D’autant plus qu’il n’y aura pas que Poutine à se poser des questions après la guerre. Les autres habitants de Russie aussi vont s’en poser, et les lui adresser. Aussi répressif que soit devenu l’Etat russe pendant ce temps, la fin des opérations militaires va nécessairement pousser les élites et la société à se demander ce qui s’est vraiment passé. Quels étaient les véritables buts de l’intervention ? Quel en a été le prix ? Est-ce que les premiers valaient vraiment ce dernier ? 

Ces questions seront personnellement adressées à Poutine, et aucun enregistrement du Conseil de Sécurité avec des dignitaires bégayant ne l’aidera plus à convaincre la population qu’il n’était pour rien dans cette guerre. Il faudra d’une manière ou d’une autre répondre à ces questions, et il faudra le faire dans une situation dans laquelle le renforcement de la répression ne pourra plus être imputé à l’état d’urgence en temps de guerre. Au contraire commencera à se poser aussi la question de savoir pourquoi, alors que la guerre et les législations d’exception qui l’accompagnent ont pris fin, la répression est devenue encore plus brutale. 

Bien sûr cela ne signifie pas que la fin de la guerre conduira nécessairement à l'effondrement du régime poutinien. Mais pourquoi son leader devrait-il courir de tels risques ? Abandonner le rôle de démiurge de l'histoire mondiale pour devoir rendre compte du travail accompli devant des sujets irrités ? C’est une perspective peu engageante. 

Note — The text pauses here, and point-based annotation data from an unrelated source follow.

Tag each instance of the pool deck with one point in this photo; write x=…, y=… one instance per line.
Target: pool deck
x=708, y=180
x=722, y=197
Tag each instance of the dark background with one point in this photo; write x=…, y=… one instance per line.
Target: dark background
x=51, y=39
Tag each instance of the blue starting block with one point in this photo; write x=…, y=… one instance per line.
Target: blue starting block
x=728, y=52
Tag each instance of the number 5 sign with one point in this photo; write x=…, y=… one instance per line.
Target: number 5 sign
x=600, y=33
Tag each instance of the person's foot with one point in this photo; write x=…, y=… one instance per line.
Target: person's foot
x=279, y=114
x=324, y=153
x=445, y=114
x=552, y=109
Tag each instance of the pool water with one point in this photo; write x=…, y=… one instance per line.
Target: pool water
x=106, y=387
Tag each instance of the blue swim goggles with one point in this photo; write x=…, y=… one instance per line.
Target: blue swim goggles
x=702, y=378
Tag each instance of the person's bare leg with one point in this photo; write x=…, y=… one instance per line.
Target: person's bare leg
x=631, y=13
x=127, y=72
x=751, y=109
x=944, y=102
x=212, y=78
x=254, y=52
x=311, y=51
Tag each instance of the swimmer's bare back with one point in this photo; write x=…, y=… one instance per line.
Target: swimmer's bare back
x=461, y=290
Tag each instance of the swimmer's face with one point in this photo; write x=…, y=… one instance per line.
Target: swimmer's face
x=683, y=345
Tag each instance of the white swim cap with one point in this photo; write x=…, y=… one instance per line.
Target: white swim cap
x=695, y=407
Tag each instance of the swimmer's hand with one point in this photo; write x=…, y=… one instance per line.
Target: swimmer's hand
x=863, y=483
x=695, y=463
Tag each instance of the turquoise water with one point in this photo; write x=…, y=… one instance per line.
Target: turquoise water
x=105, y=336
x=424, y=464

C’est pourquoi les ressources de la Russie peuvent être autant qu'on veut épuisées, on trouvera toujours le moyen de poursuivre la guerre si on le désire fortement. Tout simplement parce que ne pas faire la guerre est encore plus dangereux pour Poutine. Bien sûr une nouvelle vague de mobilisation est une entreprise risquée, grosse de conséquences imprévisibles. Mais à partir d’un certain moment le refus de recourir à une deuxième mobilisation peut s’avérer une option encore plus risquée, susceptible de conduire à une défaite à la guerre ou à la nécessité d’y mettre fin de manière précipitée et honteuse. Et alors les conséquences en seront bien plus graves que celles qui suivraient de la mobilisation. 

Il est difficile de se représenter comment briser cette logique sans changement au sommet de l’Etat. Et même après un tel changement il est peu probable que la Russie puisse s'attendre à de meilleures relations avec le reste du monde et à un gouvernement responsable devant la société. Néanmoins quel que soit le prochain pouvoir en Russie, il sera nécessairement plus collectif parce qu’il n’y a personne maintenant, ni parmi les proches du dirigeant suprême, ni parmi ceux qui en sont le plus éloignés, qui dispose d'une autorité suffisante pour pouvoir imposer sa volonté au reste du pays tout entier. 

Une manière plus collective de gouverner, même s'il elle conservait les orientations idéologiques actuelles, signifie que les décisions seront prises plus lentement, plus prudemment et plus rationnellement, et d’autant plus en ce qui concerne les questions militaires. Cela pourrait apparaître à certains comme un mince progrès, mais la lenteur et la prudence ne sont pas les pires des qualités quand se dessine la perspective d’une guerre nucléaire.